La cuestión es que sabrá Dios para qué estaba diseñado el artefacto, pero creo que estará de acuerdo conmigo es que perteneció a uno de estos oficinistas de las estrellas. Ningún objeto terrestre sería capaz de generar la suficiente antigravedad como para arrancar un árbol de raíz. Ahora, ¿qué culpa tengo yo de que fuese mi vecino el primero en encontrarlo y, con todo el derecho del mundo, se lo quedara? Me citó para enseñármelo, sí, y también fui el último en verlo con vida.Pero yo pensaba que tras despedirnos lo guardaría, lo donaría a la ciencia o lo seguiría probando con prudencia, no que el muy idiota intentaría usarlo para volar disfrazado de Superman.

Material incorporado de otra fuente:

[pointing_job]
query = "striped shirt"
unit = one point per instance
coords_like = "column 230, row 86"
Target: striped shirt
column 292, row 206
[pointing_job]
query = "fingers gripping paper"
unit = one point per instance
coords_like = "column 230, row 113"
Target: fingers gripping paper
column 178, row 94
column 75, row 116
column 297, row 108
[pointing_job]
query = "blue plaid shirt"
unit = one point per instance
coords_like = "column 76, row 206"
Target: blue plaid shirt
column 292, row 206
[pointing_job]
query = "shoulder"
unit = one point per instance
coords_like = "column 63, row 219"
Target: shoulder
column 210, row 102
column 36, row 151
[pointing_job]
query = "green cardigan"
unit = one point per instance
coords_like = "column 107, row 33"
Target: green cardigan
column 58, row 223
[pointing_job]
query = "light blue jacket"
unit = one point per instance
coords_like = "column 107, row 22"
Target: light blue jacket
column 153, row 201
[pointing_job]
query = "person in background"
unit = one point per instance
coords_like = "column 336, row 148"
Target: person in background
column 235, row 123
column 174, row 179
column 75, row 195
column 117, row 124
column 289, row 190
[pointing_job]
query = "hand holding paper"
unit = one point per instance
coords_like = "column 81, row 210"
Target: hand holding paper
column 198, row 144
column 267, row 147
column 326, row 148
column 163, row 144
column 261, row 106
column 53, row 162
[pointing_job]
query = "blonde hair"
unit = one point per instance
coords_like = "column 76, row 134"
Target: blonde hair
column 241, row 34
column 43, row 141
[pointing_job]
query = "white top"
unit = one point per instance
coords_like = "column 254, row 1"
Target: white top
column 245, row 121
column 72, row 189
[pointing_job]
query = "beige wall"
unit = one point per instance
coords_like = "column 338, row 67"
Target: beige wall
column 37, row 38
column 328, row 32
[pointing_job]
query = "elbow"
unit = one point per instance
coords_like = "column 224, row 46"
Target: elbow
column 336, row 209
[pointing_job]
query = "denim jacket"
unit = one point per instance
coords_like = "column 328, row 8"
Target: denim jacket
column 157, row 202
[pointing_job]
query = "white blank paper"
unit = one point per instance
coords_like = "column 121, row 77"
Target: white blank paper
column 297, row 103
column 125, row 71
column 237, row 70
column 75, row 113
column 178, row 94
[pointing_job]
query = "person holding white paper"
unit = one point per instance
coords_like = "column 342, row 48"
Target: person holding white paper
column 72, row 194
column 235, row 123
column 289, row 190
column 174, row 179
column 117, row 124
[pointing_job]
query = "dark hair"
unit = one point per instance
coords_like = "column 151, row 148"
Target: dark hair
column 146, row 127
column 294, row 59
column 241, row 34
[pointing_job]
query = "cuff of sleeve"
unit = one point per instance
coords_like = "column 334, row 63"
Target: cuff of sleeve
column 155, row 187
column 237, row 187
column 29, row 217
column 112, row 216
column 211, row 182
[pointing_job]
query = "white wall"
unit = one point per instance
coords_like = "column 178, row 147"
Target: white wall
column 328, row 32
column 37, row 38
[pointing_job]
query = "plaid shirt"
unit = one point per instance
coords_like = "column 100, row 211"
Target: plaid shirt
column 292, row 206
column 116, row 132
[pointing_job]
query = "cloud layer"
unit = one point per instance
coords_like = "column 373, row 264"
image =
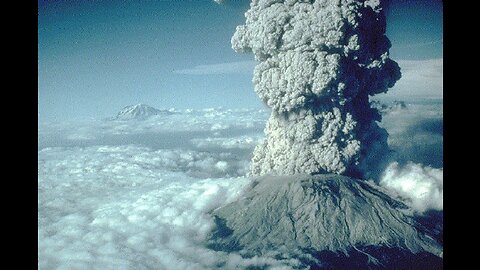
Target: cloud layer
column 138, row 194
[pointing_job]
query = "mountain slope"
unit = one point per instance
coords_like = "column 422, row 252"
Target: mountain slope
column 323, row 214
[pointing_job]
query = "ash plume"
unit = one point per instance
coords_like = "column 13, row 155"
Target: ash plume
column 317, row 64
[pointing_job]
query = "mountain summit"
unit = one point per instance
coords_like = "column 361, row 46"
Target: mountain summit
column 139, row 112
column 327, row 219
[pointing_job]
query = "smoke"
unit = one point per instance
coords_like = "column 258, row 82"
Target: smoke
column 317, row 64
column 420, row 186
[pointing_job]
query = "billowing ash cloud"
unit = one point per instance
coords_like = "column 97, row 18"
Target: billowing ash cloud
column 318, row 63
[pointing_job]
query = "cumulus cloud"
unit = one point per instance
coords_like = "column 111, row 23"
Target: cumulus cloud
column 420, row 186
column 138, row 194
column 318, row 63
column 125, row 207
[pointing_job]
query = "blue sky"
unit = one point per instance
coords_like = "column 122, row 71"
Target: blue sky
column 95, row 57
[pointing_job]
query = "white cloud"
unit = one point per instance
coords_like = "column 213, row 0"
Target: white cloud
column 111, row 197
column 421, row 186
column 242, row 67
column 122, row 207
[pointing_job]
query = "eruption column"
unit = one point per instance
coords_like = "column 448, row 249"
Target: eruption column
column 317, row 64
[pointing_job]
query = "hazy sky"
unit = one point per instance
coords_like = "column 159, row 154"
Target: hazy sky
column 95, row 57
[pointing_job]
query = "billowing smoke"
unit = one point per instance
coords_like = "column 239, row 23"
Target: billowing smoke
column 317, row 64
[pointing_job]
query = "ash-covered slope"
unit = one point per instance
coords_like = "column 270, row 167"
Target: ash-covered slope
column 139, row 112
column 324, row 213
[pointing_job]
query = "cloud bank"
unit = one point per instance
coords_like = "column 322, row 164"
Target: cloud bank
column 128, row 207
column 138, row 194
column 421, row 186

Se lo aseguro, ya quisiera que las incipientes entradas de mi cabeza pertenecieran a mi propio cossplay de Lex Luthor, pero la vida real no suele contener villanos ni complejos planes malvados. Un inconsciente se tiró de una azotea y su aparato falló, punto. Que lo tenga yo ahora se debe a que lo recogí cuando me encontré el cadáver, precisamente para que no cayera en otras manos irresponsables. No me dio tiempo de reportar nada porque a los pocos segundos ya estaban ustedes allí. Ni siquiera sé quién les avisó. Y, por supuesto, les puedo asegurar que yo no lo empujé para quedarme el artefacto, ni lo engañé para que lo hiciera porque tuviese algo contra él. Tampoco lo chantajee buscando obtener algún tipo de beneficio, ni nada que se le pueda ocurrir ahora para tratar de inventarse una historia que encaje. Piénselo; no ha podido encontrar ni una sola prueba contra mí y, si fuese culpable de algo, sabe que no lo admitiría.

Déjelo ya, oficial. No se atormente más con este caso. De lo contrario, como tantos ufólogos antes que usted, pasará el resto de su vida tratando de encontrarle sentido a un imposible.